La mayoría de los graduados llegan con deficiencias flagrantes, tienen graves problemas de gramática y ortografía, y dificultades para una comprensión reflexiva de textos. Algunos se precian de que pueden leer al revés un documento secreto sobre el escritorio de un ministro, de grabar diálogos casuales sin prevenir al interlocutor, o de usar como noticia una conversación convenida de antemano como confidencial. Lo más grave es que estos atentados éticos obedecen a una noción intrépida del oficio, asumida a conciencia y fundada con orgullo en la sacralización de la primicia a cualquier precio y por encima de todo.
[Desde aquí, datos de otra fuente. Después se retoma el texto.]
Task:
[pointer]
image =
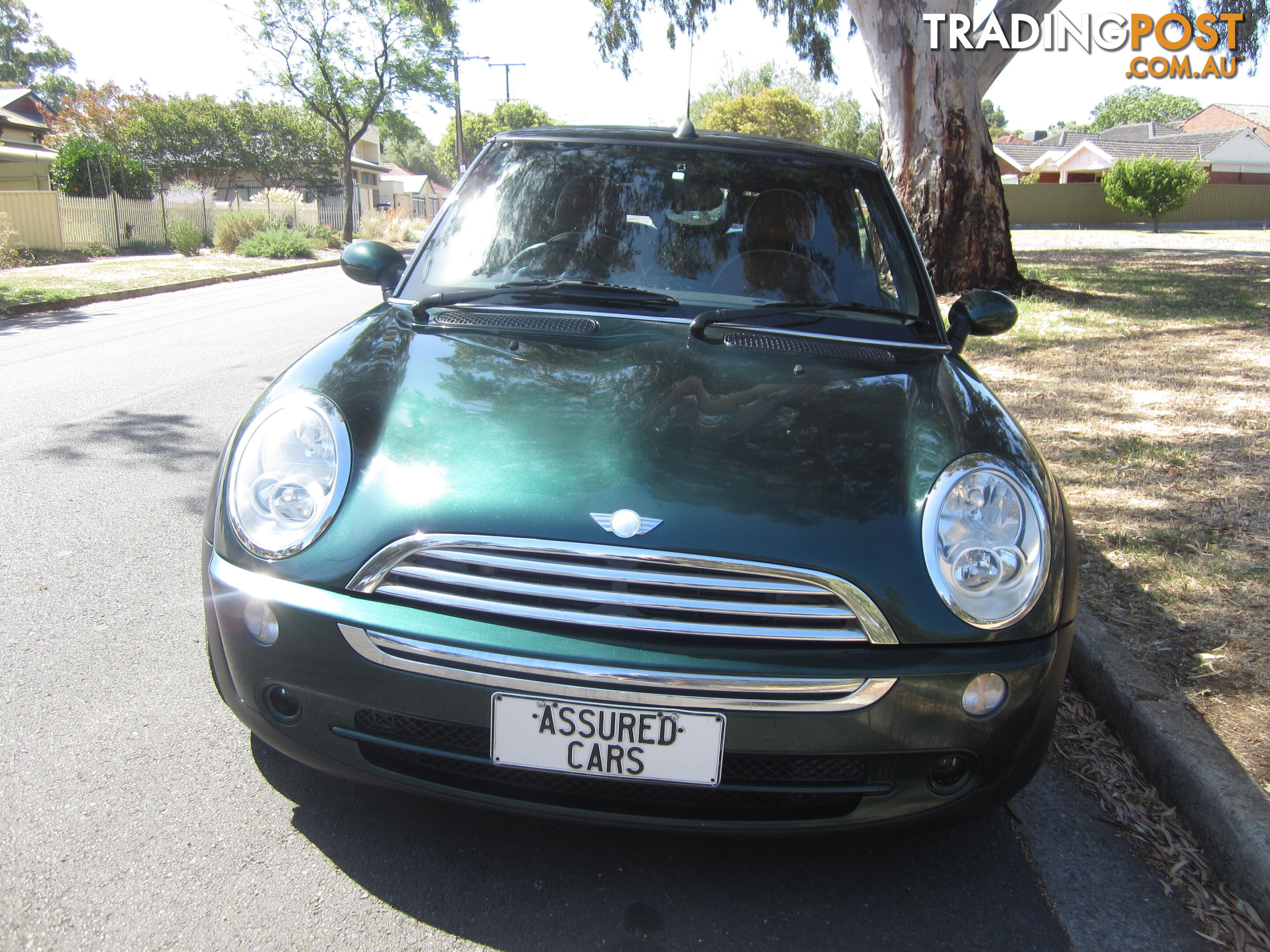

No los conmueve el fundamento de que la mejor noticia no es siempre la que se da primero sino muchas veces la que se da mejor. Algunos, conscientes de sus deficiencias, se sienten defraudados por la escuela y no les tiembla la voz para culpar a sus maestros de no haberles inculcado las virtudes que ahora les reclaman, y en especial la curiosidad por la vida”.